Dive data were analysed using the diveMove package (Luque 2007) in R 3.1.2 (R Core 2015). Specifically, depth data were manually zero offset corrected and a 3-m-depth threshold was chosen to identify dive events.
Animals acquire resources in many ways, and this diversity allows for many types of interactions amongst animals. This first recording of attempted intraspecific kleptoparasitism at sea by a penguin was only possible with the recent advances in camera logger technology. This behaviour does occur in penguins on land; however, it is restricted to the stealing of nest material (Carrascal et al. 1995) rather than food. This is certainly a rare event as no other footage from our study has yielded observations of this nature. Of the six ecological and behavioural conditions determined by Brockman and Barnards (1979) for this event to occur, two factors support the reason for this behaviour. First, the squid is on the large side of gentoo penguin prey items for those reported previously at the Falkland Islands where the most abundant squid consumed, Patagonian squid (Doryteuthis gahi), had a modal mantle length of 100–110 mm (Clausen et al. 2005). This suggests that the squid specimen was an energetically important prey item. Second, this prey specimen was highly visible, being conspicuously carried in the beak (Senzaki et al. 2014). The large prey item will also require a much longer handling time, increasing the host’s possibility of being kleptoparasitised (Steele and Hockey 1995).

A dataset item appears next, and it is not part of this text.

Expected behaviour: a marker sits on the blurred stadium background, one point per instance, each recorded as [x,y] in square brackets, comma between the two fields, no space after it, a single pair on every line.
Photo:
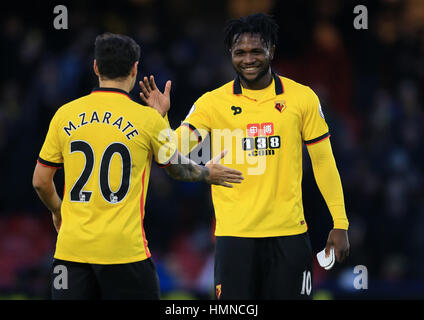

Despite the fact that the conditions for kleptoparasitism to occur were favourable, the pirate bird was still unsuccessful. This lack of success may have been due to an inability to obtain the item on the first attempt (Ratcliffe et al. 1997), thus losing the stealth advantage. However, the effect of the act was clearly detrimental to the prey item causing damage to it, a consequence recognised by Krause and Ruxton (2005). This may have facilitated the third bird obtaining part of the prey item as an individual that initiates kleptoparasitism is not always successful, resulting in a follower or bystander gaining (Hatch 1970).
Further observations will be needed to fully quantify the consequence and cause of kleptoparasitism amongst penguins. With the rapid development of new technologies, resulting in more energy-efficient batteries, this will soon be possible. These answers may lead researchers to greater understand the impacts of food availability on certain penguin behaviours such as kleptoparasitism, which is believed to occur more often in times of poor food resources (Lavers and Jones 2007; Ashbrook et al. 2011).
This project was possible through support of Falklands Conservation. Generous funding support came from the Rufford Small Grants Foundation, Falkland Islands Environmental Planning Department and Nelson Mandela Metropolitan University Research Capacity Department. Additional stipends were provided by the National Research Foundation of South Africa. We are grateful to Jan Cheek and wardens of Johnsons Harbour for access to the study colony. We are extremely thankful to the volunteers who assisted with sample collection. Additionally, the guidance from two anonymous reviewers greatly improved the manuscript.